Ha rilasciato interessanti dichiarazioni alla Gazzetta dello Sport, a due giorni dal successo interno contro lo Spezia di Fabio Gallo: "Se manteniamo umiltà e motivazioni possiamo spingere questa squadra in A. Dobbiamo restare con i piedi per terra, bisogna avere rispetto l'uno dell'altro all'interno dello spogliatoio e remare tutti insieme verso un'unica direzione. Solo così è possibile raggiungere l'obiettivo prefissato. A me piace parlare di un'educazione sportiva. Dovunque alleno, pongo sempre le basi tenendo conto di questo aspetto, che per me è fondamentale. Incontreremo difficoltà nel corso del torneo, questo è inevitabile, ma solo grazie alla forza del gruppo riusciremo ad uscirne". La prossima settimana il Palermo sarà di scena a Brescia, mancheranno ben otto nazionali, ma dalle istituzioni non è arrivato alcun cenno, nessun segnale circa un possibile rinvio della partita: "Questa è una situazione paranormale, è impensabile affrontare delle gare non avendo a disposizione quasi mezza rosa. Accadrà tante volte quest'anno. C'è chi giocherà al completo, e chi invece no e quindi si rischia seriamente di falsare il campionato. Vorrei che si prendesse una decisione in merito a questa vicenda, ma il più presto possibile".

Il presidente Maurizio Zamparini ha definito Tedino il 'nuovo Sarri'. Per come il Napoli si sta esprimendo in questo periodo, è un gran bel complimento: " Il presidente è troppo buono. Nel 2004 Sarri era alla Sangiovannese ed io alla Pistoiese e parlava di una Pistoiese che giocava un buon calcio. Il mio primo maestro però per me è stato Francesco Guidolin, ai tempi del Treviso. E' un gran conoscitore di calcio, già si vedeva che era dotato di un'intelligenza fuori dal comune, a lui devo tanto per gli insegnamenti che mi ha impartito".

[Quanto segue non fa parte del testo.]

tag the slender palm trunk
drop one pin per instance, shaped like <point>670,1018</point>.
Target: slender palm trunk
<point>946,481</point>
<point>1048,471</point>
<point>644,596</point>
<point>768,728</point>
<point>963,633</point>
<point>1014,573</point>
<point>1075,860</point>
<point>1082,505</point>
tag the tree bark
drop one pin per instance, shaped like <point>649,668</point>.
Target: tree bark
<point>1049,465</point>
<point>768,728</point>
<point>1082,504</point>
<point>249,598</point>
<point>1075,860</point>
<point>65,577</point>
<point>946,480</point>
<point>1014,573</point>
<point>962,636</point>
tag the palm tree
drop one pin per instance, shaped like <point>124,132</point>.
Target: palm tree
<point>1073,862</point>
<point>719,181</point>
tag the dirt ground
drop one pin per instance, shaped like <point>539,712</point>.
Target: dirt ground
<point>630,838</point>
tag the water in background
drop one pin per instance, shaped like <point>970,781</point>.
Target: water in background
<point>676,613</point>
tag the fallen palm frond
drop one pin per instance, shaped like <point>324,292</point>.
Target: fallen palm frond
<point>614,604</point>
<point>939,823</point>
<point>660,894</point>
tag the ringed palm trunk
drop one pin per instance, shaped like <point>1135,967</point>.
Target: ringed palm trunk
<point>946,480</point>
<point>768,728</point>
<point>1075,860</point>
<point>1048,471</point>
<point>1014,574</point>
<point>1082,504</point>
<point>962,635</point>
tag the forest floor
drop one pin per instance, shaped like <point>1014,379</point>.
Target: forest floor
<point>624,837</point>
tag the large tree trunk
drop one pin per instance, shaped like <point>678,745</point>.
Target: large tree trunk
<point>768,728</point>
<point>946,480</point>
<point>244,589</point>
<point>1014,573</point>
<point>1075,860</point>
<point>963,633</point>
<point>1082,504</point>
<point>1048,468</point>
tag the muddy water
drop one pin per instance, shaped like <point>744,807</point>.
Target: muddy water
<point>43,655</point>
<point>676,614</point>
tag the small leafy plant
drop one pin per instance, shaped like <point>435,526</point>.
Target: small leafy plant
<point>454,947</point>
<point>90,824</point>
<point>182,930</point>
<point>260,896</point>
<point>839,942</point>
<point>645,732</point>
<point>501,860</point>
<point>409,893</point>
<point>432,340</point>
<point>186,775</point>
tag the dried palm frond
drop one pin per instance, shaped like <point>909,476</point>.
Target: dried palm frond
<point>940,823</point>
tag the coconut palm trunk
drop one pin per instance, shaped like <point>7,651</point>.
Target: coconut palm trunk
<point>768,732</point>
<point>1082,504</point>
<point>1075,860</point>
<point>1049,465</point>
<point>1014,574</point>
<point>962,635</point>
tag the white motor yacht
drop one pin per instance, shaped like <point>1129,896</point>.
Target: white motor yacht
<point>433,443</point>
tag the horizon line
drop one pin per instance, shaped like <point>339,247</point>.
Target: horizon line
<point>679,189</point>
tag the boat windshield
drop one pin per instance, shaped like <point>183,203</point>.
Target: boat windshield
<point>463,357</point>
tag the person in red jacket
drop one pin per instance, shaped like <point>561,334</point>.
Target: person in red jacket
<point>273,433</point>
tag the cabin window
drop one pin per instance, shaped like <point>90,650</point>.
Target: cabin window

A 53 anni, il suo esordio su una panchina di Serie B. Ma Bruno Tedino non ha rimpianti, si gode il momento: "Sono strafelice di essere ora l'allenatore del Palermo. Ringrazio la società del Pordenone che mi ha dato visibilità, come Viscidi e Sacchi che mi hanno portato nelle nazionali giovanili. Ripercorrerei altre cento volte la carriera fatta fino ad ora. Mi ritengo una persona fortunata, perchè faccio il lavoro che amo. Mi piace tantissimo la Sicilia, la città di Palermo è fantastica, voglio scoprirne ogni angolo". I rosanero partono con i favori del pronostico. Il club è in prima fila nella corsa alla promozione. La società potrebbe sfruttare questi ultimi giorni di mercato per rinforzare ulteriormente la rosa: "Sono dell'avviso che se dobbiamo acquistare, dobbiamo farlo per migliorare e non solo per fare numero.  Siamo già molto competitivi così, chiaro che se dovesse arrivare qualcuno in grado di migliorarci, sarà ben accetto e lo accoglieremo a braccia aperte all'interno del nostro spogliatoio".